Failure of Virginia State Constitutional Convention to grant women the franchise
Clark discusses the first effort of the Equal Suffrage League's effort to amend the Virginia state constitution to extend suffrage to women. In describing the General Assembly's refusal, Clark talks about how doing so would have given the General Assembly the white electoral majority they wanted. Her comments are revealing of tensions surrounding race and gender in the post-Civil War South.
Citing this Excerpt
Oral History Interview with Adele Clark, February 28, 1964. Interview G-0014-2. Southern Oral History Program Collection (#4007) in the Southern Oral History Program Collection, Southern Historical Collection, Wilson Library, University of North Carolina at Chapel Hill.
Full Text of the Excerpt
It was in the
legislature of 1912 that the resolution to amend the Virginia
Constitution was proposed.
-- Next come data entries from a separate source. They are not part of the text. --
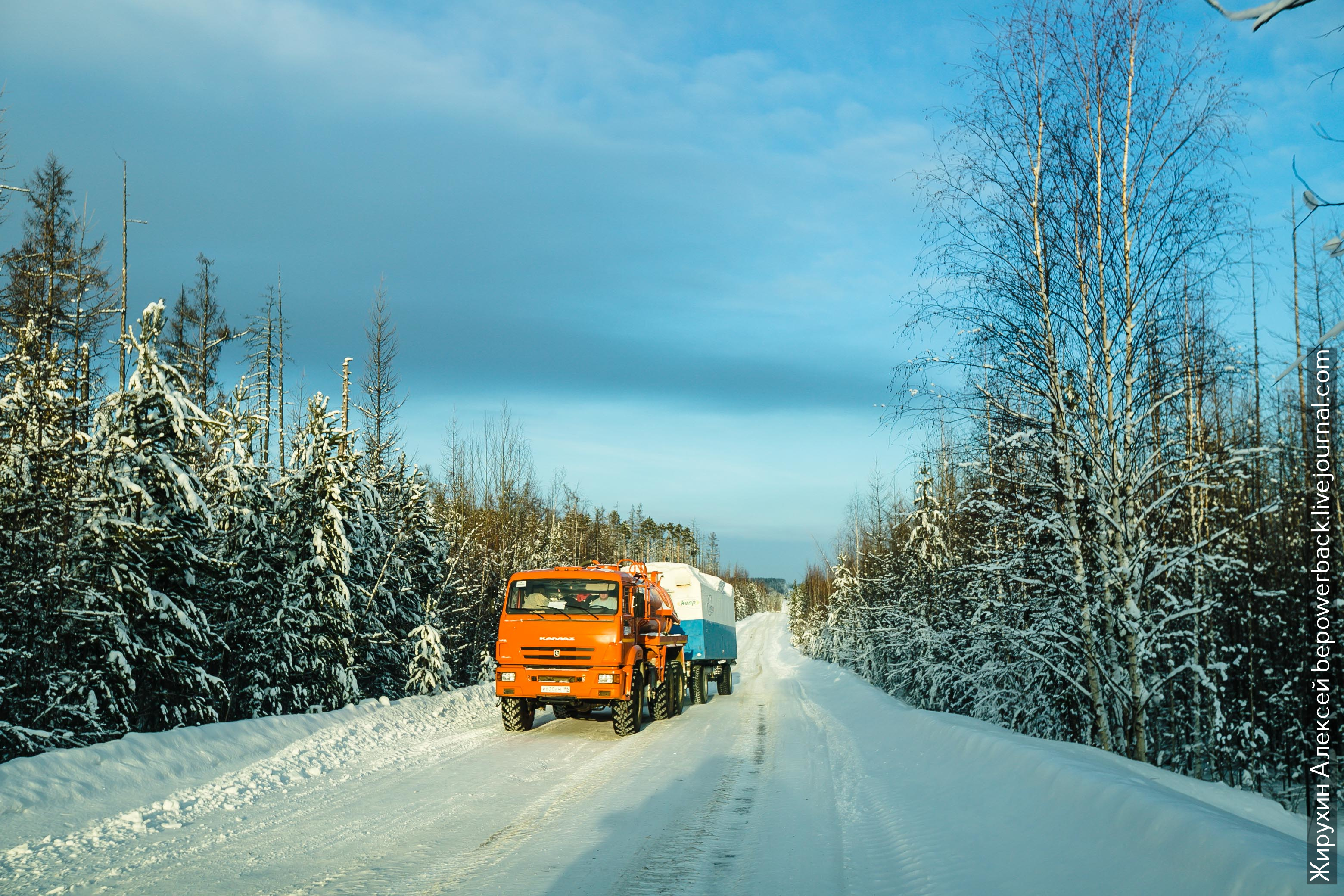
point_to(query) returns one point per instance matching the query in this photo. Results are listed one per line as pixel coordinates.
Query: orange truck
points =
(582, 638)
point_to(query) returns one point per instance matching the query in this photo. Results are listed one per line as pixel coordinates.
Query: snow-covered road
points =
(804, 781)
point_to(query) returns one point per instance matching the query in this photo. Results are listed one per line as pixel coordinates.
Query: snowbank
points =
(1088, 820)
(174, 774)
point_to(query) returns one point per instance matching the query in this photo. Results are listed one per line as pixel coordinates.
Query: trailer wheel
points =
(725, 680)
(628, 715)
(699, 685)
(519, 714)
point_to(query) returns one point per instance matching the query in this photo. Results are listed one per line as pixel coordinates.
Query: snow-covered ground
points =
(804, 781)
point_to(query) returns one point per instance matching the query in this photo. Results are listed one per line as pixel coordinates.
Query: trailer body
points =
(706, 608)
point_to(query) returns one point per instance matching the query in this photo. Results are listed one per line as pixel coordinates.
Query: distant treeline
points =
(1107, 542)
(180, 547)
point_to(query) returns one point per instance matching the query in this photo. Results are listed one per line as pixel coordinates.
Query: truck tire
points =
(628, 715)
(519, 714)
(699, 685)
(725, 680)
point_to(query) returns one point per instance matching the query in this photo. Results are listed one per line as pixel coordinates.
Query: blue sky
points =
(672, 237)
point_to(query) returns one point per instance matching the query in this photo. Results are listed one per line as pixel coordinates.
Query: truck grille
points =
(558, 653)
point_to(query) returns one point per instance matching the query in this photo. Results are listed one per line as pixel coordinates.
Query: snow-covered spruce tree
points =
(38, 484)
(252, 560)
(139, 645)
(406, 577)
(311, 641)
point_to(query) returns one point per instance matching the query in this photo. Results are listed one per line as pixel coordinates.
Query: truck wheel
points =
(518, 712)
(725, 680)
(699, 685)
(664, 699)
(628, 715)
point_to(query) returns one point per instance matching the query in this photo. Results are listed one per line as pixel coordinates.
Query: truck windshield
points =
(565, 597)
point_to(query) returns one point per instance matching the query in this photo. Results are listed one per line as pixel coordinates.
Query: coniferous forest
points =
(1105, 541)
(189, 541)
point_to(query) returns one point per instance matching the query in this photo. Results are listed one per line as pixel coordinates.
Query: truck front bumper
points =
(550, 685)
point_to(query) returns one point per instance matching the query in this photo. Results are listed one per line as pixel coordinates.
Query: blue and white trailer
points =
(707, 612)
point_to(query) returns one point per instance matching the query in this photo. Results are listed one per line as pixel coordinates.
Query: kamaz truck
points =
(706, 606)
(582, 638)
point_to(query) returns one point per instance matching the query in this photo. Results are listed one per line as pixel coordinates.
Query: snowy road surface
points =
(804, 781)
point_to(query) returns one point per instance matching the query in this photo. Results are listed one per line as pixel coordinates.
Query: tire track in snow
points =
(464, 870)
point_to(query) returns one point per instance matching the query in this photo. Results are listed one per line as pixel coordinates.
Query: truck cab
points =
(585, 638)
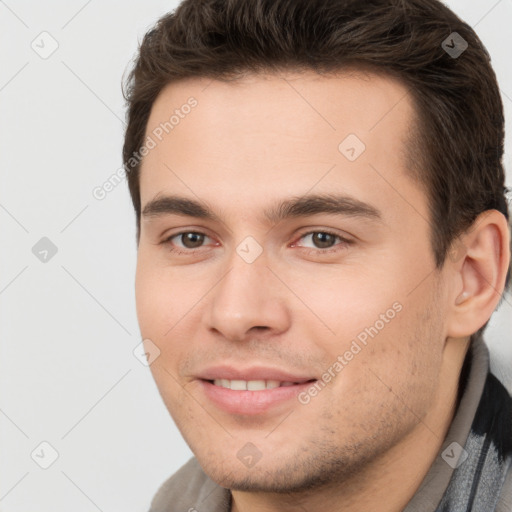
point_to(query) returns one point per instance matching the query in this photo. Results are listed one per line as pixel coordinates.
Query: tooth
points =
(255, 385)
(239, 385)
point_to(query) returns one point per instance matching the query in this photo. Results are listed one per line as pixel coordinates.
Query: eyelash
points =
(344, 242)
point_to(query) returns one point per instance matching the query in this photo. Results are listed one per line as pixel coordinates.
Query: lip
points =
(250, 402)
(252, 373)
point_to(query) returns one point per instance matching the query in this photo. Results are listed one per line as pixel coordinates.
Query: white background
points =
(68, 326)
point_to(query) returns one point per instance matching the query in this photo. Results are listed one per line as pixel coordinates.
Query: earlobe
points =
(482, 272)
(461, 298)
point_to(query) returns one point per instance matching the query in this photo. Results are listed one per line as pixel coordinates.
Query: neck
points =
(392, 479)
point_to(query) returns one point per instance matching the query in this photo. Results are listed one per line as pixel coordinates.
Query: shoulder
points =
(186, 489)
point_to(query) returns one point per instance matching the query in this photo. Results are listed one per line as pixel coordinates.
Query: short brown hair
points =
(457, 149)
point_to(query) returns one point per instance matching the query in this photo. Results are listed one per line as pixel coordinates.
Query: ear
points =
(477, 269)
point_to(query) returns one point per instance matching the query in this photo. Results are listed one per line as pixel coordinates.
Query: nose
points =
(248, 299)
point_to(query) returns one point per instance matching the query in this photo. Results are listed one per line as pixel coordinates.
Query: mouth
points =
(252, 397)
(255, 385)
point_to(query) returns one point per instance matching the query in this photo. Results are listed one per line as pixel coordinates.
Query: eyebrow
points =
(290, 208)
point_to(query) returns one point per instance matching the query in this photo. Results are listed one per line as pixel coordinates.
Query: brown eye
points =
(192, 240)
(323, 240)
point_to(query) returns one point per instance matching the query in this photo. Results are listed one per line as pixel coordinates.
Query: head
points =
(293, 119)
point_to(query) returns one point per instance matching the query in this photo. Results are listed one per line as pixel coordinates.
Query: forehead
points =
(260, 137)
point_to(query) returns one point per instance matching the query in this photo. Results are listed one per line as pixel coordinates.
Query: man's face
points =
(349, 292)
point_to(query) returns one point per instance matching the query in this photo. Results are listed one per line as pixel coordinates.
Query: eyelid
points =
(343, 241)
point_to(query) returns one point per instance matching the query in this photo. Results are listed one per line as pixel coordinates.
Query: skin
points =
(366, 441)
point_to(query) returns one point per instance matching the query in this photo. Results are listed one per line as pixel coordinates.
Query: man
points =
(322, 238)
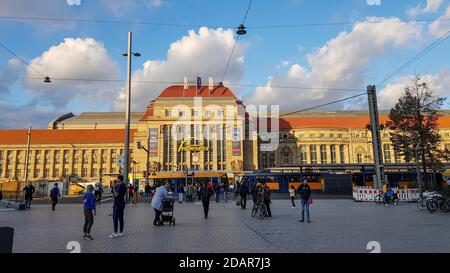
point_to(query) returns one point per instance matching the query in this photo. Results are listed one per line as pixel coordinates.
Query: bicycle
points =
(425, 196)
(438, 202)
(380, 199)
(259, 210)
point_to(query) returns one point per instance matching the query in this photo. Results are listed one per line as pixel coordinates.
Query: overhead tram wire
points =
(46, 79)
(101, 21)
(415, 58)
(180, 83)
(236, 38)
(325, 104)
(437, 42)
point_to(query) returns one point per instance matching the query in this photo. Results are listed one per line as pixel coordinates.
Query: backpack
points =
(52, 193)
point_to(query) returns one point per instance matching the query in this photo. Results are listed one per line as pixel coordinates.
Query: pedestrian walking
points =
(305, 196)
(266, 198)
(205, 194)
(243, 192)
(89, 212)
(29, 191)
(292, 195)
(98, 191)
(55, 194)
(180, 190)
(160, 193)
(217, 191)
(120, 190)
(255, 190)
(130, 193)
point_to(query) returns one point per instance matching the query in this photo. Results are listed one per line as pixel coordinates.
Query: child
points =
(89, 212)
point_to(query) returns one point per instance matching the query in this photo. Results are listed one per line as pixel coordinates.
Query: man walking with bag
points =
(305, 196)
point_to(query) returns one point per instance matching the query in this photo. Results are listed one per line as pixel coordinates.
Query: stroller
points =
(167, 212)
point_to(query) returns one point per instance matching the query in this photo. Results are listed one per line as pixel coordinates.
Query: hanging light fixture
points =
(241, 30)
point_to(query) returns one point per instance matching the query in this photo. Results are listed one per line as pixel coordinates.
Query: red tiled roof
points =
(149, 111)
(178, 91)
(80, 136)
(338, 122)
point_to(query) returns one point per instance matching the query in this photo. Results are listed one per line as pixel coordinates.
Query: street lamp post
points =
(128, 109)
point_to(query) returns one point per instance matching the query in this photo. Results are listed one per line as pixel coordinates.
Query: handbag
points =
(238, 201)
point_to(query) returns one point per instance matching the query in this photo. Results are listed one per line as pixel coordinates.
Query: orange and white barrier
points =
(369, 193)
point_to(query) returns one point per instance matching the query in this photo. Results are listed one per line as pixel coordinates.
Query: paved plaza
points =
(337, 226)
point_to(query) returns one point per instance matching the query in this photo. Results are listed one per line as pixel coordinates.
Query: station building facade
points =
(184, 130)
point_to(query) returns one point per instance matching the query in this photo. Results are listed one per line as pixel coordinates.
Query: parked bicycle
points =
(425, 196)
(259, 210)
(438, 202)
(381, 199)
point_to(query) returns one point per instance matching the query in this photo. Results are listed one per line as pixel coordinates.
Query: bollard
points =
(6, 239)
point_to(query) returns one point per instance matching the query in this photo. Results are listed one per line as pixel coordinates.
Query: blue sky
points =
(278, 55)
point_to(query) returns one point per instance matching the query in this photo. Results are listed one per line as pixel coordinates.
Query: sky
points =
(326, 49)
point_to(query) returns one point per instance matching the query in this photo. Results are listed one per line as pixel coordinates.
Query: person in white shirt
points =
(292, 195)
(160, 194)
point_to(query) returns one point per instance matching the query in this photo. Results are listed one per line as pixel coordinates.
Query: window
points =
(313, 154)
(359, 158)
(303, 156)
(46, 172)
(333, 154)
(85, 156)
(37, 173)
(387, 153)
(342, 153)
(323, 154)
(66, 156)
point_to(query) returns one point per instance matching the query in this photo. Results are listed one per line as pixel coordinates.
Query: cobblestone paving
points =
(337, 226)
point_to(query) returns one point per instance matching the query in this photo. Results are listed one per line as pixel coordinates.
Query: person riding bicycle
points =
(98, 190)
(265, 191)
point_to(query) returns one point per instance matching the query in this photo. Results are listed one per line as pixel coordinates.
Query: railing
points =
(10, 198)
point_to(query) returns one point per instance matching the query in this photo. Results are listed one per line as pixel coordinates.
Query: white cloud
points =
(340, 63)
(8, 75)
(440, 27)
(73, 59)
(120, 7)
(201, 54)
(389, 95)
(432, 6)
(21, 116)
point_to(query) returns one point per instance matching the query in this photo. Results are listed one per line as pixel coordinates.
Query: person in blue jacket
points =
(55, 194)
(89, 212)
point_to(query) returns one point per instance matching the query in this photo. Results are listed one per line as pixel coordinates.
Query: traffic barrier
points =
(368, 194)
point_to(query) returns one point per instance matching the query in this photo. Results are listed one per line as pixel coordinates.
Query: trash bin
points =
(6, 239)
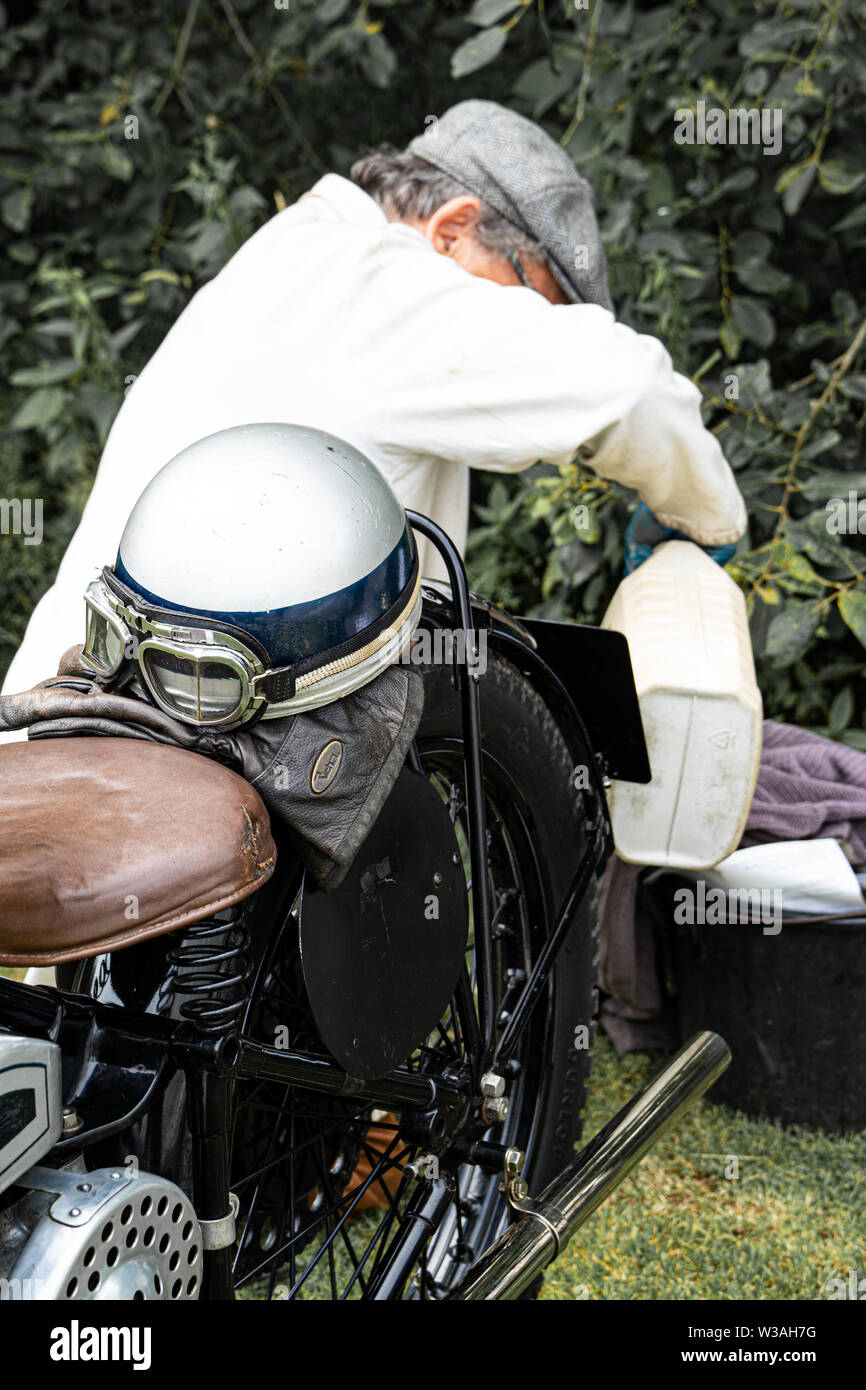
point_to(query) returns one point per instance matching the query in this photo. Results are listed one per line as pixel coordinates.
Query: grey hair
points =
(405, 185)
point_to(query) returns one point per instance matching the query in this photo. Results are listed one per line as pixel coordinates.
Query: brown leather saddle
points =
(109, 841)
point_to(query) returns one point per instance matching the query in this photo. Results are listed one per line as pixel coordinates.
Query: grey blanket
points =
(808, 788)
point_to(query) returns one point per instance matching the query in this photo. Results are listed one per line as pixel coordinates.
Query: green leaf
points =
(855, 218)
(791, 631)
(794, 185)
(47, 374)
(39, 409)
(477, 52)
(488, 11)
(836, 177)
(841, 712)
(116, 161)
(15, 207)
(754, 320)
(730, 338)
(852, 606)
(833, 483)
(763, 280)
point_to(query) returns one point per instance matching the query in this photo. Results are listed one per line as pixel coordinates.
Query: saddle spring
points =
(211, 968)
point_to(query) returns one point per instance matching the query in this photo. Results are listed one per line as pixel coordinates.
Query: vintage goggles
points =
(214, 674)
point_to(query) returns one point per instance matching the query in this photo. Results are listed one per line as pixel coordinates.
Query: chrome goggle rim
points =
(193, 644)
(319, 687)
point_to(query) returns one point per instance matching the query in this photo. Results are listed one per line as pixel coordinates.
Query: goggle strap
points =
(277, 685)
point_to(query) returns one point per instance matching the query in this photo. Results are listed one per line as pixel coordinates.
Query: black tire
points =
(521, 740)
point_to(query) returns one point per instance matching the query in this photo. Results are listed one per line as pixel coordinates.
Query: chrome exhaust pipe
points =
(545, 1225)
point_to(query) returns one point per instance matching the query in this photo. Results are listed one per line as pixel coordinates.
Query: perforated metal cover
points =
(110, 1235)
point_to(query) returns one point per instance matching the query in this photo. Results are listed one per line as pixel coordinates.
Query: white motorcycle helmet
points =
(264, 570)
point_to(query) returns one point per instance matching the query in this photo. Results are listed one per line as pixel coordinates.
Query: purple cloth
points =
(808, 788)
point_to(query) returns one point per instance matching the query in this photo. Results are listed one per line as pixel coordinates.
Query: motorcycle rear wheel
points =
(302, 1226)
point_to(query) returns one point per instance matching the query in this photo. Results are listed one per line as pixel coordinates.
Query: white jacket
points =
(332, 316)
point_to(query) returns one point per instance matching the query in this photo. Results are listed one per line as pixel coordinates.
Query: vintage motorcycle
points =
(307, 1043)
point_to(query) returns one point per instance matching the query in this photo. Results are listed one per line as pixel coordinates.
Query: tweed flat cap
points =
(517, 170)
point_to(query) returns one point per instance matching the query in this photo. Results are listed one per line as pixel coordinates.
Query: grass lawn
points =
(679, 1228)
(684, 1228)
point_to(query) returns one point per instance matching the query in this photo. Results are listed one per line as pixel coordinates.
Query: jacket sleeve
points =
(496, 377)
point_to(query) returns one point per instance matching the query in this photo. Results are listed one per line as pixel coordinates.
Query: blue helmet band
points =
(305, 635)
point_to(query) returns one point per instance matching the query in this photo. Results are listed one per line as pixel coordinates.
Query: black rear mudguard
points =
(583, 674)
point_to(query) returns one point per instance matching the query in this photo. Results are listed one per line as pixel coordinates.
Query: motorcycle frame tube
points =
(470, 708)
(538, 1236)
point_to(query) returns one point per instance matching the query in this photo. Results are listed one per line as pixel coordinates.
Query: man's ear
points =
(452, 223)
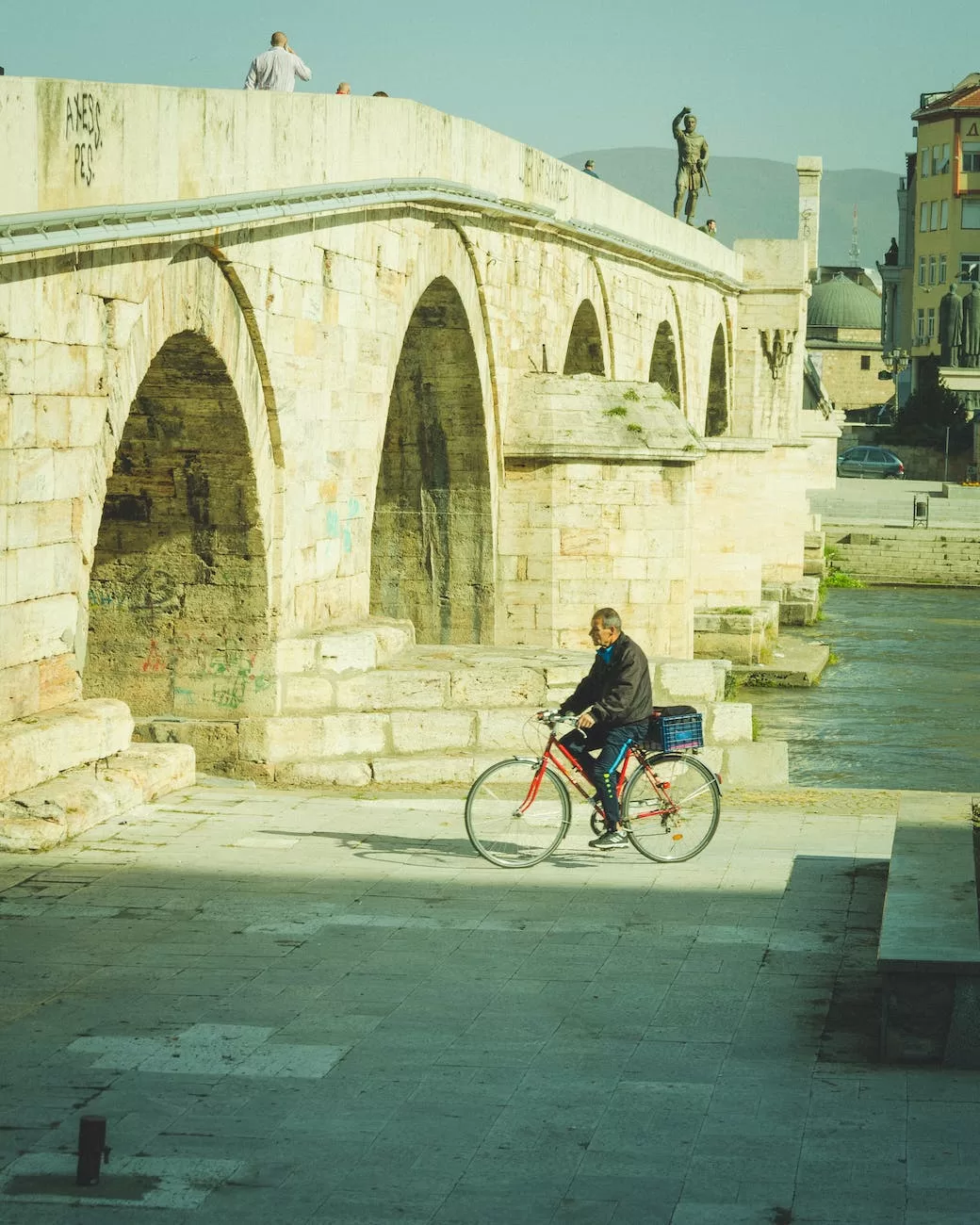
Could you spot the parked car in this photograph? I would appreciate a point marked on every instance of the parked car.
(870, 462)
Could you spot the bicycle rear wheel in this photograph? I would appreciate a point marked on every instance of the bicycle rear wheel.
(509, 827)
(672, 807)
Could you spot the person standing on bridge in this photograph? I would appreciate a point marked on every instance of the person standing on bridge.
(693, 157)
(277, 68)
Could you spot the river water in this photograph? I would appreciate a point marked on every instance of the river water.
(902, 706)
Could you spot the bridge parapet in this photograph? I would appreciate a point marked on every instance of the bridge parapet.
(90, 145)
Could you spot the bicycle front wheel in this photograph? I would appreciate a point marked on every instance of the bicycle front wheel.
(672, 807)
(509, 822)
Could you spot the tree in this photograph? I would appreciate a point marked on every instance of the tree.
(929, 412)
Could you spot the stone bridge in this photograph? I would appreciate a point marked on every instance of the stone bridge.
(272, 366)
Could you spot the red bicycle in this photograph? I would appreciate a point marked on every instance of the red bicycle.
(518, 809)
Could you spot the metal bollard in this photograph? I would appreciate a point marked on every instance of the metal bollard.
(92, 1150)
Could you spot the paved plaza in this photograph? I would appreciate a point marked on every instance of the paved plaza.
(295, 1007)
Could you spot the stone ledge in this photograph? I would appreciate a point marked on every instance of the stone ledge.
(929, 950)
(38, 747)
(62, 808)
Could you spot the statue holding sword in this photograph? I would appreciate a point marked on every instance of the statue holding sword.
(693, 157)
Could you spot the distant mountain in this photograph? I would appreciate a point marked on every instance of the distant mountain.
(752, 197)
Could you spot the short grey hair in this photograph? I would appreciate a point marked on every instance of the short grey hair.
(609, 617)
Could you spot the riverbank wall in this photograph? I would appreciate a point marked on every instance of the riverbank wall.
(910, 555)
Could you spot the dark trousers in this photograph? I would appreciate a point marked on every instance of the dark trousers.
(603, 771)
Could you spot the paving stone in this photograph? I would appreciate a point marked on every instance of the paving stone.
(372, 1028)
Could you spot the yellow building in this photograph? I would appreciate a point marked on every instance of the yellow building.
(944, 208)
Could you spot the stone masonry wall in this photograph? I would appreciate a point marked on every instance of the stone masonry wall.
(304, 326)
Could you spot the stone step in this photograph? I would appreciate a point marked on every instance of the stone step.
(355, 648)
(261, 746)
(44, 816)
(472, 678)
(37, 747)
(762, 764)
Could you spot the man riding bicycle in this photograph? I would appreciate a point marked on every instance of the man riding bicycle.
(612, 703)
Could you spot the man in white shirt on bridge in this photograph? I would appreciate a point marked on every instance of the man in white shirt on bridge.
(277, 68)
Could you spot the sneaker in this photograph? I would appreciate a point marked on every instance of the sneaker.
(611, 840)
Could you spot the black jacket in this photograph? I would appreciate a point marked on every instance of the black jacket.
(619, 691)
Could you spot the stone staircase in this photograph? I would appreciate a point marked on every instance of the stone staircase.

The Virginia Constitution was at that time
only ten years old, because we are living under a constitution which had
its inception in 1900 and was proclaimed in 1902. If I may run back a
moment, because this is a little informal, when the Constitutional
Convention of 1900-1902 was meeting, Mrs. Carrie Chapman Catt came to
Richmond and spoke before the Privileges and Elections Committee of the
Constitution, urging that woman's suffrage be put in the
Constitution. Mrs. Valentine told me that she had received a letter from
Mrs. Kate Gogan Bruns, of a New Orleans family, who was living in
Charlottesville at the time, and Mrs. Bruns wrote her and asked her to
meet her and Mrs. Catt at the Capitol and to appear before the
Privileges and Elections Committee. It was at that time that Mrs.
Valentine met Mrs. Catt. I have not been able to find any record of it
in the records of the Constitutional Convention, because only floor
action was recorded, and the committee action, if it is on record
anywhere, has never been discovered. It has always
seemed to me such a curious thing that the men of Virginia, as well as
of the South, did not realize that they could have preserved what they
were so anxious to preserve - the white electorate
majority - had they enfranchised the women of the South.
Because the Fourteenth Amendment was not at all concerned with Negro
women voting. The Fourteenth Amendment to the Constitution, which
enfranchised the Negro, enfranchised only the Negro men, disfranchised
all of the white men who had borne arms for the Confederacy. And, as you
know, most of the South was under military district rule for anywhere
from five to ten years, and therefore, had the southern men, when they
began to write new constitutions, enfranchised the women, the federal
government could not have touched the fact that they enfranchised white
women. Because the Fourteenth Amendment didn't say anything
about women, and they could have got a large white majority very easily,
but they never seem to have thought about it. Anyway, the Constitutional
Convention did nothing about the enfranchisement of women, and the
suffrage movement did not begin until 1909.